Decades after a provocative Oscar acceptance speech, Vanessa Redgrave will be honoured at the film academy's first European tribute to an actor.
The Academy of Motion Picture Arts and Sciences says it will honour Redgrave on Sunday in London, where she is starring with James Earl Jones in the stage production of Driving Miss Daisy.
Jones is to receive an honorary Oscar on Saturday at the academy's Governors Awards, but the 80-year-old actor is skipping that ceremony in Los Angeles to continue the play's run without interruption.
He plans to participate by video in the Governors Awards, where veteran make-up artist Dick Smith is also receiving an honorary Academy Award for his distinguished career in film, and Oprah Winfrey will be presented with the academy's humanitarian award.
The academy will honour Redgrave for her five decades in film. The 74-year-old actress has been nominated for six Academy Awards and won for her supporting role in 1977's Julia, playing an anti-Nazi activist murdered by the Germans.
Redgrave's win for Julia led to one of the most startling moments in Oscar history.
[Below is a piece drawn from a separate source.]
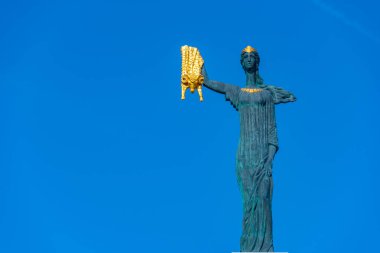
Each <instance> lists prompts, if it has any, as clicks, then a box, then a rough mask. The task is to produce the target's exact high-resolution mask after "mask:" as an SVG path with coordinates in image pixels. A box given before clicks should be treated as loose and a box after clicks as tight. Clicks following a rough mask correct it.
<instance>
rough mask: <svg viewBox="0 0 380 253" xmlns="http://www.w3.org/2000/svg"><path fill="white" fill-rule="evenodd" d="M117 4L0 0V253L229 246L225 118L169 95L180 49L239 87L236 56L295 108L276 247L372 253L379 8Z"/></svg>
mask: <svg viewBox="0 0 380 253" xmlns="http://www.w3.org/2000/svg"><path fill="white" fill-rule="evenodd" d="M130 2H132V1H130ZM130 2H129V1H110V0H107V1H106V0H104V1H97V0H92V1H84V0H76V1H72V0H65V1H48V0H46V1H2V2H1V4H0V116H1V124H0V252H4V253H13V252H22V253H27V252H33V253H34V252H36V253H37V252H38V253H52V252H57V253H67V252H71V253H76V252H80V253H103V252H107V253H119V252H141V253H148V252H165V253H166V252H173V253H174V252H183V253H188V252H192V253H194V252H205V253H206V252H207V253H214V252H215V253H216V252H218V253H221V252H231V251H238V250H239V237H240V233H241V214H242V210H241V209H242V202H241V198H240V194H239V191H238V187H237V182H236V177H235V166H234V162H235V152H236V148H237V141H238V134H239V120H238V114H237V113H236V111H235V110H234V109H233V107H232V106H231V105H230V104H229V103H228V102H226V101H225V99H224V97H223V96H222V95H220V94H216V93H213V92H211V91H209V90H204V99H205V101H204V102H203V103H199V102H198V97H197V95H191V96H190V95H189V94H188V95H187V100H185V101H181V100H180V69H181V61H180V47H181V46H182V45H184V44H188V45H192V46H196V47H198V48H199V49H200V50H201V53H202V55H203V57H204V59H205V64H206V67H207V70H208V74H209V76H210V78H211V79H215V80H220V81H224V82H228V83H233V84H236V85H243V84H244V81H245V80H244V78H245V77H244V73H243V71H242V69H241V66H240V62H239V57H240V52H241V50H242V48H244V47H245V46H246V45H247V44H250V45H252V46H254V47H256V48H257V49H258V51H259V53H260V56H261V63H262V64H261V66H260V73H261V75H262V76H263V78H264V79H265V81H266V83H268V84H272V85H276V86H279V87H283V88H285V89H288V90H290V91H292V92H294V94H295V95H296V96H297V98H298V101H297V102H296V103H291V104H284V105H279V106H278V107H277V111H276V113H277V125H278V134H279V143H280V150H279V152H278V154H277V156H276V158H275V164H274V173H273V176H274V181H275V188H274V199H273V219H274V221H273V222H274V242H275V249H276V250H278V251H289V252H291V253H296V252H310V253H312V252H315V253H316V252H318V253H319V252H358V251H362V252H364V251H365V250H375V251H376V248H377V242H378V234H379V230H380V217H379V215H378V214H379V213H380V205H379V193H380V183H379V177H380V172H379V169H380V166H379V161H378V159H379V155H378V151H379V140H380V134H379V129H380V119H379V115H380V106H379V102H378V98H379V96H380V88H379V77H378V74H379V58H380V50H379V46H380V18H379V15H378V10H379V7H380V4H379V3H377V2H375V1H369V0H365V1H343V0H339V1H338V0H306V1H305V0H304V1H301V0H299V1H296V0H294V1H263V0H262V1H239V0H237V1H209V2H202V1H198V0H194V1H172V2H169V1H139V2H138V1H133V2H132V3H130Z"/></svg>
The Jewish Defence League had objected to her nomination and picketed the ceremony because Redgrave had narrated and helped fund a documentary, The Palestinian, which supported a Palestinian state.
In her acceptance speech, Redgrave praised the academy for not being intimated by "a small bunch of Zionist hoodlums whose behaviour is an insult to the stature of Jews all over the world and their great and heroic record of struggle against fascism and oppression."
Her comments were met by gasps, boos and growing applause.
Redgrave and Jones played Miss Daisy and her loyal chauffeur Hoke on Broadway before the production moved to London.